Con velocidades de crucero dos veces superiores a las de los helicópteros convencionales, el MV-75 es capaz de alcanzar una velocidad de 300 mph, cerca de 500 k/h, lo que reduce el tiempo de reacción del enemigo, amplía su alcance, minimiza la exposición en entornos conflictivos y permite que los soldados lleguen a su destino antes de que las amenazas puedan adaptarse.
En cuanto al alcance, supera con creces la de los helicópteros actuales, ya que posee un radio de acción de combate de entre 930 y 1.480 km, con un alcance de traslado (ferry range) que supera los 3.900 km. El helicóptero Black Hawk tiene un alcance de 592 km y un alcance de traslado (ferry range) de 2220 km.
Estas características del convertiplano permiten a las fuerzas despegar desde posiciones ventajosas y operar en campos de batalla más extensos, dispersos y complejos, con menos escalas y menos riesgos. Su mayor autonomía aumenta la flexibilidad, reduce la dependencia de posiciones avanzadas vulnerables y ofrece a los comandantes opciones antes inaccesibles.
Además, es capaz de transportar una escuadra completa de Infantería, entre 12 y 14 soldados equipados, manteniendo la eficiencia en misiones tácticas.
Todo ello se complementa con una arquitectura digital, diseño modular y diagnóstico predictivo que facilita la integración de futuras mejoras en sensores, sistemas de misión y guerra electrónica sin necesidad de rediseños profundos. Además, reduce el mantenimiento, aumenta la disponibilidad operativa y acelera las actualizaciones, proporcionando a los soldados una aeronave multimisión que evoluciona con el combate.
Asimismo, esta aeronave podrá desempeñar misiones de diferentes tipologías, desde la inserción de pequeños grupos de tropas u operaciones especiales, hasta evacuación médica, sin olvidar que puede prestar servicio durante catástrofes y crisis humanitarias.
Pero no todo es positivo en esta aeronave. Entre sus inconvenientes está que será más caro que el Black Hawk.

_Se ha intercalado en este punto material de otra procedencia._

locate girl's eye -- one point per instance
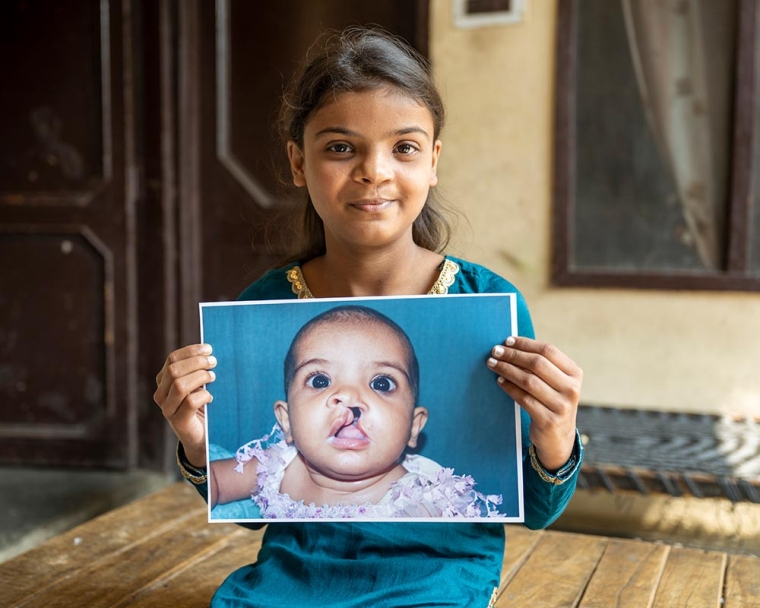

En 2019, el jefe de la división de rotores basculantes de Bell aseguró a The War Zone que tendría un coste similar a un AH-64 Apache o al MH-60, la versión cara del Black Hawk destinada a operaciones especiales. Esto se traduce en que futuros compradores de este convertiplano se lo piensen antes de adquirirlo para sustituir a parte de sus helicópteros.
Además, no tiene sistema de plegado de alas y rotores, a diferencia del convertiplano Osprey, por lo que no puede ser transportado en aviones C-17, salvo que se desmonte el ala. Estas aeronaves sí son capaces de transportar helicópteros Black Hawk con las palas plegadas.